Toddler girl drowns in pit at Maya Mopan home
Six months ago in January, we reported on the death of an eighteen-month-old child, Edwin Lorenzo Duarte. He drowned after falling into an uncovered well while playing behind his house in the Maya Mopan section of Belmopan. It happened again on Thursday afternoon on the other side of the community and this time the victim is a nineteen-month-old girl, Teresa Coy. She had been playing with family members outside while visiting with her mother, also named Teresa, when she drifted out of sight. She was found at the bottom of an open pit latrine at the back of the yard and died at the Western Regional Hospital despite having her stomach pumped. Aaron Humes spoke with her dazed and devastated mother in the following report.
Reporter
“You’re going to miss your daughter?”
Teresa Teul, Mother of Deceased
“I am going to miss her. I done miss her already.”
Aaron Humes, Reporting
There are no words to truly describe the anguish of a mother who has lost her child, never mind one who knows it could have been prevented. That anguish is what twenty-six year old Teresa Teul, a mother of four, struggled with today as she spoke to us about what happened on Thursday evening to her youngest, nineteen-month-old Teresa Coy.
Reporter
“The baby was playing with her…”
Teresa Teul
“With the rest, she was playing with the rest, and after that I didn’t know what happened to her.”
Reporter
“You said you’re not sure at what time you realized…”
Teresa Teul
“I never know what time, but between four and five.”
Reporter
“So when you noticed that she was missing, what did you do?”
Teresa Teul
“I get up; I try look for her but I no find her nowhere. They tell me she mi deh with her next aunty so I was going there; but her sister come run; she see the baby mi done in .the water already.”

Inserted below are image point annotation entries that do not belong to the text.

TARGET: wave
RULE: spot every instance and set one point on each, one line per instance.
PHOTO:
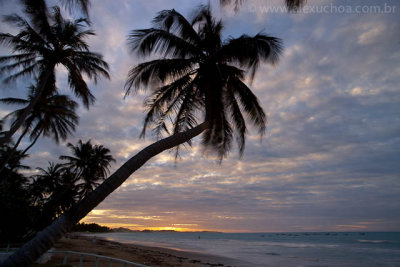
(299, 245)
(374, 241)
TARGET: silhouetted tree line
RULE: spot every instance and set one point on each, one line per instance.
(31, 202)
(91, 227)
(199, 73)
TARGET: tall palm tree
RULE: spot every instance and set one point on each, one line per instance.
(53, 116)
(54, 191)
(43, 43)
(200, 73)
(90, 163)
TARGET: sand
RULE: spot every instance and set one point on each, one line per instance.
(150, 256)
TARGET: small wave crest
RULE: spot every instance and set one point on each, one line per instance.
(374, 241)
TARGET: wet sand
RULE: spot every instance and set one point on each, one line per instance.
(150, 256)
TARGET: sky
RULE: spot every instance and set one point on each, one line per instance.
(329, 160)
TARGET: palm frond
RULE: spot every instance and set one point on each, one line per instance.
(153, 40)
(250, 104)
(157, 70)
(248, 51)
(172, 21)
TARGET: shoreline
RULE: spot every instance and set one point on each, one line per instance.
(147, 255)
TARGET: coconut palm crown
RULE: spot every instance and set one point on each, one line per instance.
(200, 74)
(44, 42)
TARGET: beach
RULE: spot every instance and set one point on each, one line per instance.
(146, 255)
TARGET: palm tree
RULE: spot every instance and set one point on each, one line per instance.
(53, 116)
(40, 46)
(200, 72)
(90, 163)
(54, 191)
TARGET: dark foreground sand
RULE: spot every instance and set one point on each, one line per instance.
(151, 256)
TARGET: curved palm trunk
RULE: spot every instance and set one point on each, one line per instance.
(12, 152)
(33, 143)
(44, 240)
(29, 108)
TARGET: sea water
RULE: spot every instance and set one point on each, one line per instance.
(279, 249)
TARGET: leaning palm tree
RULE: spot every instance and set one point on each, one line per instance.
(43, 43)
(201, 75)
(53, 116)
(53, 191)
(90, 163)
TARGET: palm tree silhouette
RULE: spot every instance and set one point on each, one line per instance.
(53, 116)
(40, 46)
(54, 191)
(91, 164)
(202, 74)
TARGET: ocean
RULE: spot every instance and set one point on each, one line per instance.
(279, 249)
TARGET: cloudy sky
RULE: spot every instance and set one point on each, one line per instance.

The latrine is of unknown age and was not covered; the wooden structures lying on top of it now were placed there by police. Baby Teresa was quickly retrieved and taken to Western Regional Hospital, but it was a losing fight.
Teresa Teul
“She took in water, a lot of water.”
Reporter
“She swallowed a lot of water?”
Teresa Teul
“A lot of water.”
Reporter
“And you took her to hospital? What happened?”
Teresa Teul
“I took her to the hospital and doctors started taking out the water in her belly again; still, she noh get good again.”
But the key question tonight is why the hole was unattended. There are no good answers and police moved proactively to get it closed, albeit too late for baby Teresa. Her mother hopes that other residents with similar latrines, wells and open enclosures learn from this painful tragedy.
“Police tell me that they have to close it, because if not, a lot of children are here; the next one will drop right in. That’s what police told me.”
Reporter
“I don’t know how many of these do you see here in the village – latrines, wells, things like that because we’ve covered cases of children that have fallen into these things before; are there a lot of these here?”
Teresa Teul
“No. No.”
Reporter
“But it would be a good idea, since all the kids are out of school, to keep them covered so they that don’t…”
Teresa Teul
“They don’t drop inside like that.”
From Belmopan, Aaron Humes reporting for News Five.
Sad to say, but it is not only “foreigners” who abuse children.
You can’t teach common sense! Seems like many adults need parenting classes. Children are curious and cannot understand danger – adults should protect them but the adults don’t have the skill themselves or they wound know the dangers of having an open well.
Unfortunately another innocent victim of stupidity!